Middle income merupakan fase penting yang perlu pendekatan khusus: Rentang kategori ini demikian panjang. Dan berkaca dari data, cukup banyak negara dunia kesulitan untuk ‘keluar dari’ dan ‘menuju ke’ kategori negara berpendapatan tinggi. Dan inilah yang oleh para ekonom sering disebut middle income trap.
Tentu adalah tantangan besar bagi Indonesia untuk keluar dari middle income. Namun, dengan fakta bahwa pola pengembangan ekonomi Indonesia masih as usual—kurang inovatif, kurang tangguh, dan kurang adil dalam konteks yang luas—boleh jadi impian naik kelas menjadi negara berpendapatan tinggi akan direngkuh dalam waktu yang cukup lama.
Masalah dari kebijakan ekonomi as usual adalah sebab selama ini pola itu terkesan dijalankan dengan cara menyederhanakan kompleksitas menjadi angka-angka kering, di mana bobot kepentingan manusia, sosial, dan ekologi nyaris diabaikan.

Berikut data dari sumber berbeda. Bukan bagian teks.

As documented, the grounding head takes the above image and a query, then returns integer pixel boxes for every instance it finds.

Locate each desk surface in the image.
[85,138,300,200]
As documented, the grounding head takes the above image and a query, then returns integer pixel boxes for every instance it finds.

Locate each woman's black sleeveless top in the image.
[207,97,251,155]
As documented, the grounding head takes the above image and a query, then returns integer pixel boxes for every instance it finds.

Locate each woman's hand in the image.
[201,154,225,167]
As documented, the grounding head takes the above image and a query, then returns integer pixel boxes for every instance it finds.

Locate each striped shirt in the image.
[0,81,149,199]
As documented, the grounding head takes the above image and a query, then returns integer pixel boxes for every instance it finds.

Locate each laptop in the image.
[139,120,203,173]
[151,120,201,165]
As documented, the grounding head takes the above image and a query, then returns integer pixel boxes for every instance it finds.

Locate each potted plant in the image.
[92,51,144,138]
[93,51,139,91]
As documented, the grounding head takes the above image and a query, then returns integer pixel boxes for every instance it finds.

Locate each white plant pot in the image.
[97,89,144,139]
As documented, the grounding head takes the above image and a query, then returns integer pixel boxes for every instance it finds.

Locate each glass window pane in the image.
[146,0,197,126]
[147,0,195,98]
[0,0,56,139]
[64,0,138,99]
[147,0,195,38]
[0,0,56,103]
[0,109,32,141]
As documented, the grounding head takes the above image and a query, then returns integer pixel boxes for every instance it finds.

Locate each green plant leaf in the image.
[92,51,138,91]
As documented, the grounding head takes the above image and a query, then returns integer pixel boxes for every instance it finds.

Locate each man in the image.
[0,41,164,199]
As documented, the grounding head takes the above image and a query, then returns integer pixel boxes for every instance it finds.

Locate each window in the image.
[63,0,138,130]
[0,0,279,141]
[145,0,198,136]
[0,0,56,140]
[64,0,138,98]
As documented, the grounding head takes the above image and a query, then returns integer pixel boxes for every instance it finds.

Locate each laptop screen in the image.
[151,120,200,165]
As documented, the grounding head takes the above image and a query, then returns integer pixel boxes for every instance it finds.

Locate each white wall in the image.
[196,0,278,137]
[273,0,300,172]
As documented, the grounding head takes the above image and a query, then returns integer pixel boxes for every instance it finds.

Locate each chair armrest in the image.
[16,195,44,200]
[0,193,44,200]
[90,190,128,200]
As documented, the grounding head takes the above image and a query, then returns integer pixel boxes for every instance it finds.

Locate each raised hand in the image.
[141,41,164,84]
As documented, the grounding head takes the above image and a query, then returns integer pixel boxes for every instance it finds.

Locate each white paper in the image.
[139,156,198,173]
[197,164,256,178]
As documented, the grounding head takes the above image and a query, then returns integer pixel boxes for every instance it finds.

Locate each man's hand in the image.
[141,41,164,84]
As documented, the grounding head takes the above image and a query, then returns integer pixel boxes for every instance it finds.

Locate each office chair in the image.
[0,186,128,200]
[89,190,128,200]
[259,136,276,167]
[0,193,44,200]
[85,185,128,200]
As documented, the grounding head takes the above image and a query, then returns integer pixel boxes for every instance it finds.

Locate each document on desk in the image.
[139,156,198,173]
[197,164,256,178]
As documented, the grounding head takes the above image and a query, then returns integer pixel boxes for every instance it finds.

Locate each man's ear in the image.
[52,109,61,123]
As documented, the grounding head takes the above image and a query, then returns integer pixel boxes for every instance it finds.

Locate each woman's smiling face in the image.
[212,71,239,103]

Di satu sisi, eksploitasi sumber daya alam, teknologi yang tinggi karbon, penggunaan energi dan sistem transportasi yang tidak efisien, dan lain-lain, dijalankan sebagai motor utama pembangunan. Padahal, nyaris semua negara berpendapatan tinggi sudah mulai sadar untuk meninggalkan hal-hal semacam ini.
Maka, penting untuk merumuskan pola pengembangan ekonomi yang tepat agar negara kita tidak macet di dalam middle income trap.

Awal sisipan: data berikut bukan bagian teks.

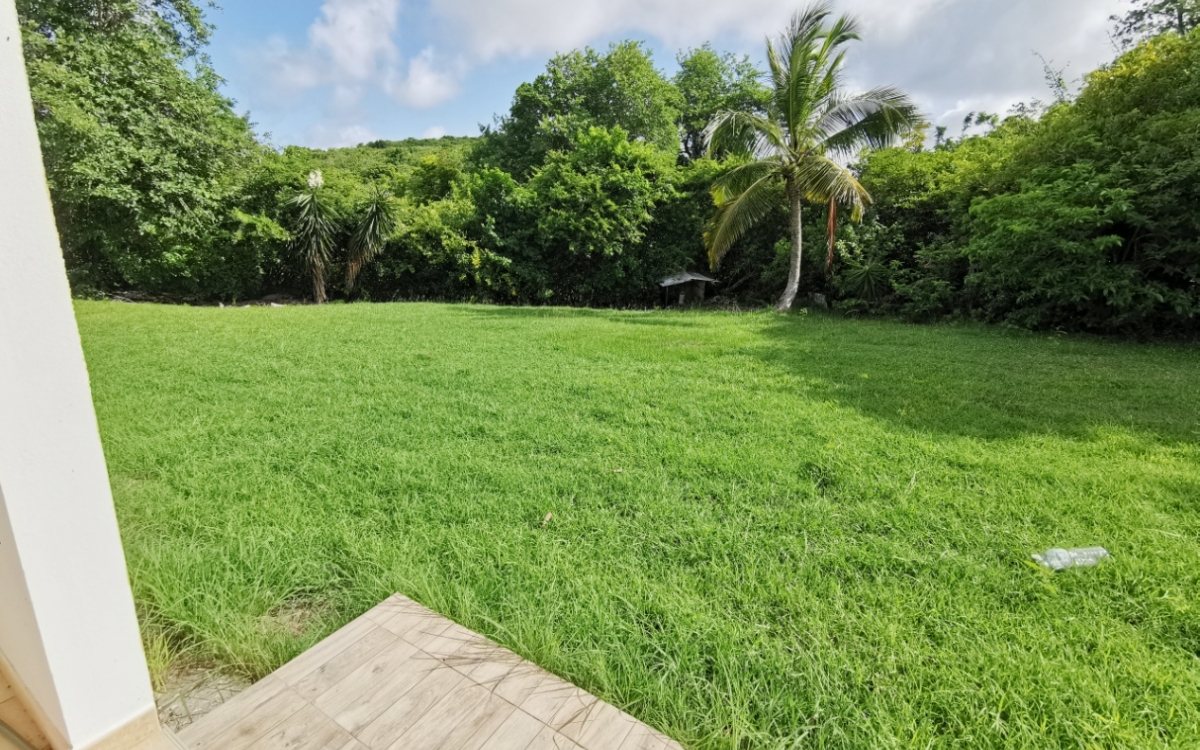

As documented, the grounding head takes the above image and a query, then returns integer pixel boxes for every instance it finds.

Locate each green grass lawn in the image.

Pemerintah sebetulnya sudah menelaah persoalan ini. Sekurang-kurangnya dalam Rencana Pembangunan Jangka Menengah Nasional (RPJMN) 2020-2024, sudah dikatakan bahwa ‘ekonomi berkelanjutan’ merupakan kunci untuk mengantar Indonesia menjadi negara pendapatan tinggi.
RPJMN adalah perencanaan pemerintah yang penting untuk dinilai terus menerus. Apalagi, bukankah urgensi dari sebuah perencanaan adalah untuk menjalankan rencana tersebut? Maka, penting untuk terus mengukur dan mempertanyakan sejauh mana ekonomi kita sudah memiliki dimensi keberlanjutan seperti yang tertuang dalam RPJMN.
Kita perlu bertanya, misalnya, apakah kita sudah mulai dapat memenuhi kebutuhan generasi sekarang tanpa mengurangi kemampuan generasi mendatang untuk memenuhi kebutuhannya. Pada kecenderungannya, hal itu belum terjadi. Kita masih saja berfokus pada absolute present (hari dan sekarang), tanpa memedulikan bahwa segala sesuatunya bisa habis dan menjadi langka dan mahal di masa depan.